Digital asset markets differ from traditional ones in many ways - making it all the more necessary, Hightower-Sellitto argued, for institutions interested in participating in the space to do so with counterparties, such as those offering prime services. Cryptocurrency marketplaces are “highly fragmented” and devoid of interoperability - in the Bitcoin marketplace, for instance, multiple providers create a consolidated price. Hightower-Sellitto stressed that “the right technology” could cut through the confusion of multiple prices on different exchanges. Moreover, many cryptocurrency exchanges “are fully funded or have very little margin or leverage available on them,” which might mean that an investor who wants to sell on an exchange has “got to have [their] cash there or [their] other crypto...to buy another crypto” on that exchange. This idiosyncrasy of many digital asset marketplaces can stifle the efficiency of investors’ capital, which, Hightower-Sellitto expressed, underscores the value of “technology and providers” who can maximize the bang investors get for their buck (or coin).

DeFi may still need some time to establish itself in the mainstream, but in the interim, new regulation-compliant digital asset options for investors could come online, as well as more accessible digital asset applications; digital assets might emerge as an institutional asset class; and provably scarce digital assets could spearhead a “wave of innovation.”

“I think...big names will be coming into the [digital asset] space,” Hightower-Sellitto posited, particularly banks and investors that are currently on the hunt for opportunities. In five years’ time, she envisions a host of DeFi options that can both “meet investors’ needs in terms of compliance, but...also bring some of the advantages of a DeFi environment to digital assets.” 

More ways that mainstream consumers can adopt digital assets represents an exciting area of possible growth in the “next one...or two years,” according to Runnels. These applications could include “the ability to utilize a stable coin for payment, dollar-to-dollar, one-to-one,” or NFTs (non-fungible tokens), which can take the form of collectibles or other scarce digital items - like baseball cards, or even a piece of art, in digital form. 

Kang envisions digital assets becoming an institutional, investable asset class with macro hedge funds having large-cap and mid-cap crypto specialists, and institutional investors exploring a wider range of investment strategies, such as borrow and lend, or allocation to a “momentum...or trend-following strategy to accumulate more Bitcoin.”

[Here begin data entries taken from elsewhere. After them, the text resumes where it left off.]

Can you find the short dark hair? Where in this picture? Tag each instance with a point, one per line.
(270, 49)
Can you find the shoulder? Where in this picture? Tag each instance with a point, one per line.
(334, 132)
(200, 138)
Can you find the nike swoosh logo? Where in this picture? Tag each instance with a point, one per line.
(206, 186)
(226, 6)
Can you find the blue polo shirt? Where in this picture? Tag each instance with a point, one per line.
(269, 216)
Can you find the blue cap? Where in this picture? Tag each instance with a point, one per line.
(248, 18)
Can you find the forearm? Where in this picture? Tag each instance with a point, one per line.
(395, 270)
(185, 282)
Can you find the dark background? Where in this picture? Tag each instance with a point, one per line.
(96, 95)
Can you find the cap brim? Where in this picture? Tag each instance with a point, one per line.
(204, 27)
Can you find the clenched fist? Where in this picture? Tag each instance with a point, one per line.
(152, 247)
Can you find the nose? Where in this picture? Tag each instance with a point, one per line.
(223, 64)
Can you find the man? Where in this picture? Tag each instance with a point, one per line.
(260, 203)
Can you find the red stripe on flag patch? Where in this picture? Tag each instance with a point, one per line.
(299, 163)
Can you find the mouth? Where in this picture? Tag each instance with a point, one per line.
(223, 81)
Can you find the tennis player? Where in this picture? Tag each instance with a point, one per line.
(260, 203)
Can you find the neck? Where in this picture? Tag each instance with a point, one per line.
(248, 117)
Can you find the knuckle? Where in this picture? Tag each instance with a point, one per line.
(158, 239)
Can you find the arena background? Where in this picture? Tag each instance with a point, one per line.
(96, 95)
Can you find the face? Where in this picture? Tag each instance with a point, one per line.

Singh contends that the availability of “provably scarce digital assets” will spur a “wave of innovation” resembling that which followed the advent of the internet. Singh expects enterprises and leaders who can figure out ways to make it “easier for people to access and navigate” the world of digital assets to benefit from this expected surge of groundbreaking technology and applications. 

Traditional institutions are increasingly interested in digital assets. Among multiple factors, infrastructure, especially to facilitate institutional-grade prime services in the digital asset space, clearer regulatory guidance, and innovation will pave the way for mass institutional participation in digital assets.